Sharp Cut in RoDTEP Will Hit MSME Exports; CICU Seeks Immediate Restoration from Government
The Chamber of Industrial & Commercial Undertakings (CICU) has expressed serious concern over the recent reduction in benefits under the Remission of Duties and Taxes on Exported Products (RoDTEP) scheme announced in the Union Budget 2026–27 and subsequent notification issued by the Directorate General of Foreign Trade (DGFT).
Ludhiana: The Chamber of Industrial & Commercial Undertakings (CICU) has expressed serious concern over the recent reduction in benefits under the Remission of Duties and Taxes on Exported Products (RoDTEP) scheme announced in the Union Budget 2026–27 and subsequent notification issued by the Directorate General of Foreign Trade (DGFT).

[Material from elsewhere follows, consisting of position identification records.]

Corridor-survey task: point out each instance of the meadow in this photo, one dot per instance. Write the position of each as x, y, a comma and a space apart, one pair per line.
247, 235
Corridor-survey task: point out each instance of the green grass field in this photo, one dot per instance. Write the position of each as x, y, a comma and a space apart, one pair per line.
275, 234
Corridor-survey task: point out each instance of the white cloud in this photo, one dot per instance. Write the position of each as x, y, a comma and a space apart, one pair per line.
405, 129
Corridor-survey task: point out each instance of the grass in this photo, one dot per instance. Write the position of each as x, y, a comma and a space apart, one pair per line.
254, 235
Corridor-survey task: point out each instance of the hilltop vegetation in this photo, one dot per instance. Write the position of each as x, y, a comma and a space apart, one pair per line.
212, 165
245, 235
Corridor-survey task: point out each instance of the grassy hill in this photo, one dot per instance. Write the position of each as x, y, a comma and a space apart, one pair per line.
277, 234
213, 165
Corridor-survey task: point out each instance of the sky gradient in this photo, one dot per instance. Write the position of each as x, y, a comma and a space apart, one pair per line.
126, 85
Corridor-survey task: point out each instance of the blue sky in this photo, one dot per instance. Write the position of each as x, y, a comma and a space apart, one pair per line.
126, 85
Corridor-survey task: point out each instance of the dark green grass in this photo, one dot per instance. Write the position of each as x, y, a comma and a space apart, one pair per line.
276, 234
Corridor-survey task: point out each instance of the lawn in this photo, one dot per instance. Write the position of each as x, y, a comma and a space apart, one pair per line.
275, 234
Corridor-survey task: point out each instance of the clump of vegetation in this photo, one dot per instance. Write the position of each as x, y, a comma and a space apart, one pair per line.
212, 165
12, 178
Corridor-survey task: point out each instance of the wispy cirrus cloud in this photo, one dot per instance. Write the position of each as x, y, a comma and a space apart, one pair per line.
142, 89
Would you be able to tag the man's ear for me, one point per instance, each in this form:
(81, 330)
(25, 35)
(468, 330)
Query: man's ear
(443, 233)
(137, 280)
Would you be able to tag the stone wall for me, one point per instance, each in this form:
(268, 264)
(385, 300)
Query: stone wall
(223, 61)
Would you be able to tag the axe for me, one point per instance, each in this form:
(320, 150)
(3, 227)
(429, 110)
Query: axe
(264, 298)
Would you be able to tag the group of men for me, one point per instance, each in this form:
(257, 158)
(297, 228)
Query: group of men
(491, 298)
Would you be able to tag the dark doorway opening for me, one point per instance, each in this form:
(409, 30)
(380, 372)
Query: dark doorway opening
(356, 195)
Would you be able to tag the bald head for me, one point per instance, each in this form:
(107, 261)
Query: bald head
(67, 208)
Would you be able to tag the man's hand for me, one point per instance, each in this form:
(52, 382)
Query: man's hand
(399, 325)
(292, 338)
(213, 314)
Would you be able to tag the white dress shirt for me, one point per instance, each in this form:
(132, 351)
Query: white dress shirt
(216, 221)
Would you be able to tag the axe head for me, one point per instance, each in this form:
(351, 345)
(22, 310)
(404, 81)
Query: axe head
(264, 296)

As per the Budget documents, the allocation under the RoDTEP scheme has been reduced from ₹18,232.50 crore in FY 2025–26 to ₹10,000 crore in FY 2026–27. Further, DGFT Notification No. 60 dated 23 February 2026 has restricted the RoDTEP rates to 50% of the earlier notified rates and value caps with immediate effect.
CICU stated that the combined impact of reduction in budget allocation and rate cut will lead to an effective erosion of nearly 65–75% of the benefit available to exporters. The Chamber highlighted that the textile sector, which is largely dominated by MSMEs and operates on extremely thin margins, will be the worst affected. Exporters are already facing high logistics cost, expensive power tariffs, elevated interest rates and intense competition from countries like Bangladesh, Vietnam and China. The sudden reduction in RoDTEP support may render many export orders commercially unviable.
Industry representatives informed that several exporters have already started receiving price revision requests from foreign buyers and some orders are at risk of shifting to competing countries. Since the RoDTEP scheme compensates embedded taxes not refunded under GST, the reduction effectively means exporting taxes, thereby weakening India’s competitiveness in global markets.
CICU emphasized that the textile sector is one of the largest employment generators, particularly for semi-skilled and women workers, and any decline in exports could directly impact livelihoods and manufacturing output. The Chamber warned that frequent and abrupt policy changes also affect buyer confidence and long-term sourcing commitments from India.
The Chamber has submitted a detailed representation to the Prime Minister’s Office, Ministry of Commerce & Industry, Ministry of Finance, Ministry of MSME and DGFT requesting immediate restoration of the earlier RoDTEP rates and adequate budget allocation, especially for labour-intensive MSME sectors.
CICU urged the Government to maintain a stable and predictable export incentive framework to support the national objectives of Make in India, Atmanirbhar Bharat and growth in exports.